Proposals to limit terms, create new departments on tap

6 charter changes up for first reading Friday in council

Six proposals that would limit terms for the mayor and council members, create departments for housing and agriculture and make other changes to county government will be considered by the Maui County Council on Friday.

After day-long deliberations on June 23 and 30, the council’s Governance, Ethics and Transparency Committee recommended passage of the six proposed charter amendments, which will be up for first reading at the council’s meeting at 9 a.m. Friday, Council Member Mike Molina announced.

“These proposals are intended to allow residents of Lanai, Maui and Molokai to decide on Nov. 3 if they want to change the Maui County Charter, which is our local government’s constitution,” Molina, who chairs the committee, said in a news release Tuesday. “I commend my colleagues for so carefully vetting numerous proposals and settling on the charter amendments that appear most important this year.”

The charter amendments are proposing to:

• Establish stricter term limits for council members by limiting the number of terms a person may serve as a council member to five two-year terms.

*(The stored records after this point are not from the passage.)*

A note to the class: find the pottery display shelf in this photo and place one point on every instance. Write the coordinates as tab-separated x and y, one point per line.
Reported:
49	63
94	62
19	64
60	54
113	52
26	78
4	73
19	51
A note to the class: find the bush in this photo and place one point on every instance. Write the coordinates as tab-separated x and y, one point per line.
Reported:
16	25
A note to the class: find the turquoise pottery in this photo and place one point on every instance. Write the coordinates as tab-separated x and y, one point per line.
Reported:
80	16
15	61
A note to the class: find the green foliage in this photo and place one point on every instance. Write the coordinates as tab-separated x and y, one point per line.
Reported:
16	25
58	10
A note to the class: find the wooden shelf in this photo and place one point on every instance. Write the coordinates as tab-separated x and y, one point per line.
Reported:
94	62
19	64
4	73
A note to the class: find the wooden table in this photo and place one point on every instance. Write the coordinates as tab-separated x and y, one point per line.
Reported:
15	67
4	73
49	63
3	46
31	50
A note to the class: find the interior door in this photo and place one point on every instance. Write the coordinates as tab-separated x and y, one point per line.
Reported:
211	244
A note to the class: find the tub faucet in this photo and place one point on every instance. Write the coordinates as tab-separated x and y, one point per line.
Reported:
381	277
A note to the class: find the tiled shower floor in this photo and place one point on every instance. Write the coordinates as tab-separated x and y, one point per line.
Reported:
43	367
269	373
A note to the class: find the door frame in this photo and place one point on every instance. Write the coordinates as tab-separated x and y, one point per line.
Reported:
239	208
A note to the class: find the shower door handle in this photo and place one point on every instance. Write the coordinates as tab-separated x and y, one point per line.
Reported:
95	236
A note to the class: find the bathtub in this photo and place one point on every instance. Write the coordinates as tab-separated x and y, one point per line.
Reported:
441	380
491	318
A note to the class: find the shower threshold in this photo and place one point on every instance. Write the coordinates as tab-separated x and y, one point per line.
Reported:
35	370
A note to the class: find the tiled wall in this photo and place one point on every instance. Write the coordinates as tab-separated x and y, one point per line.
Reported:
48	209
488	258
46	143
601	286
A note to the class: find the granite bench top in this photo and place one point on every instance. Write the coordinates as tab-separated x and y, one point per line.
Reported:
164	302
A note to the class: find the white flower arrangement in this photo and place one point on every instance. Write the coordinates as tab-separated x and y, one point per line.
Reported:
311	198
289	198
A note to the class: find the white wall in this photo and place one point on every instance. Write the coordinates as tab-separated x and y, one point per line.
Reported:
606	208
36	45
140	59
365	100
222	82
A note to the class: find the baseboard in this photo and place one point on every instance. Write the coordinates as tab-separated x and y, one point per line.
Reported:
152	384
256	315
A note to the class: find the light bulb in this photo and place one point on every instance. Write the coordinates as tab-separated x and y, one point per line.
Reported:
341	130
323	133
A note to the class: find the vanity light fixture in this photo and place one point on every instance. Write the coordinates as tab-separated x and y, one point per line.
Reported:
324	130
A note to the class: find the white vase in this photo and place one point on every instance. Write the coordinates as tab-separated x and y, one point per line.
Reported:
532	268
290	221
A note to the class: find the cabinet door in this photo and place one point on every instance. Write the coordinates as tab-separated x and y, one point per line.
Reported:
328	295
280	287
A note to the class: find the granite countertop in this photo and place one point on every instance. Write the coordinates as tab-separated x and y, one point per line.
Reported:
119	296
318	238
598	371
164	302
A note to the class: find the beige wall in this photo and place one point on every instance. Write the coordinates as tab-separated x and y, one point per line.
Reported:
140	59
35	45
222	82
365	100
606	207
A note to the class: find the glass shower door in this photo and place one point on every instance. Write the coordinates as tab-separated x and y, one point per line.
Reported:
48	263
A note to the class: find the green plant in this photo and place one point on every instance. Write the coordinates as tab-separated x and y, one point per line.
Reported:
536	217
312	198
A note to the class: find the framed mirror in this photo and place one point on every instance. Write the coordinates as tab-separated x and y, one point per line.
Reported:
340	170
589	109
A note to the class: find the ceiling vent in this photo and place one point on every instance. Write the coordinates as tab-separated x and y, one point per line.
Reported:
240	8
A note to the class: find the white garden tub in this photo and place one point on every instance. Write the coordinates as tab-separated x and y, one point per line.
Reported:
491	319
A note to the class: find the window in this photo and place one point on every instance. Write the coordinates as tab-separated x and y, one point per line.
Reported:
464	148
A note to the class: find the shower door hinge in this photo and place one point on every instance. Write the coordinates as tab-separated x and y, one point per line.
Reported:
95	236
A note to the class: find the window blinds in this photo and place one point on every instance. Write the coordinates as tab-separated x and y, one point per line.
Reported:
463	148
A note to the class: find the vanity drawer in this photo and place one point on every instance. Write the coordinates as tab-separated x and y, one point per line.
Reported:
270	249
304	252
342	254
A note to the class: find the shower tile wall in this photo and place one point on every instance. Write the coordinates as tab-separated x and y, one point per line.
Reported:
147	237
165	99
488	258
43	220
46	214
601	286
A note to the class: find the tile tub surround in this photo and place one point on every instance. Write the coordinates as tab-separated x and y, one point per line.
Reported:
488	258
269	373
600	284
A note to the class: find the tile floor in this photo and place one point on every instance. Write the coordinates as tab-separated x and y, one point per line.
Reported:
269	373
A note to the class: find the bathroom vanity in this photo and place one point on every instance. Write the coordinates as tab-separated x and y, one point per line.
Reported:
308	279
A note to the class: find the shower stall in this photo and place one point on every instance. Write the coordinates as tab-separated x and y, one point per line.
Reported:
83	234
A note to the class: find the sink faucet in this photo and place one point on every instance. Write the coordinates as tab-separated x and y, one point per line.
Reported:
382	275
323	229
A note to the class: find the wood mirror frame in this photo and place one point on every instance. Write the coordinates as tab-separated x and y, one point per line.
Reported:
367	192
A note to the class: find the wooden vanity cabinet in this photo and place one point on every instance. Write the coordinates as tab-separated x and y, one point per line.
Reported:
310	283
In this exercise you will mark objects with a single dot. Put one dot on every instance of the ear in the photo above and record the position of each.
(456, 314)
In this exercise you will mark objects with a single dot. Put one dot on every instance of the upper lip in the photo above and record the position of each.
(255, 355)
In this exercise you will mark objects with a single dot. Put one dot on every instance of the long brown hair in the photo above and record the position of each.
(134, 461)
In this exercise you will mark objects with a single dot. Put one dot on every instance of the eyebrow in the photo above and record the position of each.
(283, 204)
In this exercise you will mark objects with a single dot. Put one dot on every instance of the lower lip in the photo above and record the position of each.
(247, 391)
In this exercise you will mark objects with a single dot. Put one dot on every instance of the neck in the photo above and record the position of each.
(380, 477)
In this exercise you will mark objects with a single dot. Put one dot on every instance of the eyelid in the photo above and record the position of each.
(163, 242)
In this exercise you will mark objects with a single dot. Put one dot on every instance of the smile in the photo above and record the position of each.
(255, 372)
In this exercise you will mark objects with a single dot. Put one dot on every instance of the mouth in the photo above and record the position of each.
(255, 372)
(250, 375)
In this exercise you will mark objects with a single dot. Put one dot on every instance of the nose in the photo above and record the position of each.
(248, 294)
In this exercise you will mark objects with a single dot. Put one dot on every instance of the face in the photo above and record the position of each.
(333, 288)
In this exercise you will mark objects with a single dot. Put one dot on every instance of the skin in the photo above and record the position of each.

• Establish standards for interpreting and complying with the charter, including by requiring a viable judicial action to be filed within 30 days to seek clarity when a conflict in the interpretation of the charter is identified.

• Require the Department of Housing and Human Concerns be divided to form two separate departments, a Department of Housing and a Department of Human Concerns.

• Establish stricter term limits for the mayor by limiting the number of terms a person may serve as mayor to two full four-year terms.

• Establish a Department of Agriculture to develop a sustainable regional agricultural system for Maui County.

• Authorize the council to appoint nine members and the mayor to appoint two members of the 11-member Charter Commission.

The commission will convene by March 1, 2021, to review the charter and consider if additional amendments are warranted for the 2022 general election, according to the news release.

Some of this year’s proposed charter amendments are the result of a dispute between the administration and the council last year over the mayor’s power to reappoint council-rejected directors. Council members said at the time that the charter may need to be clarified.

If the proposal to limit terms for council members passed and was later approved by voters, it would not count previous terms against council members, which would allow Molina and council Chairwoman Alice Lee to continue serving if reelected. Molina, who is facing two challengers to his seat, already served five terms from 2001 to 2010 before being reelected in 2018. Lee, who is running unopposed, also served five terms from 1989 to 1998 before being reelected in 2018.

“It would be like as if you never had any prior service. The playing field would be level for everybody,” Molina said Tuesday, adding that excluding reelected council members from office if the amendment were approved would be like “changing the rules in the middle of the game.”

“Some said it’s a backdoor way of keeping certain individuals out of office,” Molina said. “To me, it should be the decision of the people and not decisions by people in office to keep certain folks out of office.”

Lee, meanwhile, also thought it would be unfair to retroactively apply the limits, and said the consensus among council members was to not affect people in the middle of their terms.

However, cleaning the slate for everybody could essentially open the door to some serving more than five consecutive terms, which is what the proposal is designed to avoid. In addition to Lee and Molina, other council members have served five consecutive terms, stepped down for a time and returned for five more terms, including outgoing Council Member Riki Hokama. Lee, however, sees that as more the exception than the rule.

“Ten years is a long time to be on the council, and really, like I said, I don’t see where there would be a lot of people who would be interested in running that way,” said Lee, who hadn’t initially planned a second shot at the council and said she is “really not interested in running another 10 years.”

“I’d be using a cane and a walker,” joked Lee, who is in her 70s.

The amendments that pass first reading Friday will be up for second and final reading on July 24. A supermajority of six council members in favor is required at each reading.

If the amendments pass on second reading, they will be placed on November’s general election ballot. Two amendments have already made it to the ballot, including one to extend the affordable housing fund and another to reorganize the executive branch to hire a professional managing director.

Molina’s committee also recommended rejection of several other proposals, including:

• Requiring the council to meet at least 21 times annually, rather than bimonthly.

• Increasing council terms to four years.

• Authorizing the council to retain and terminate special counsel by a simple-majority vote.

• Authorizing the council to appoint and remove a director of Council Services and a supervising legislative attorney and authorize the director of Council Services to appoint and remove other necessary staff in the Office of Council Services.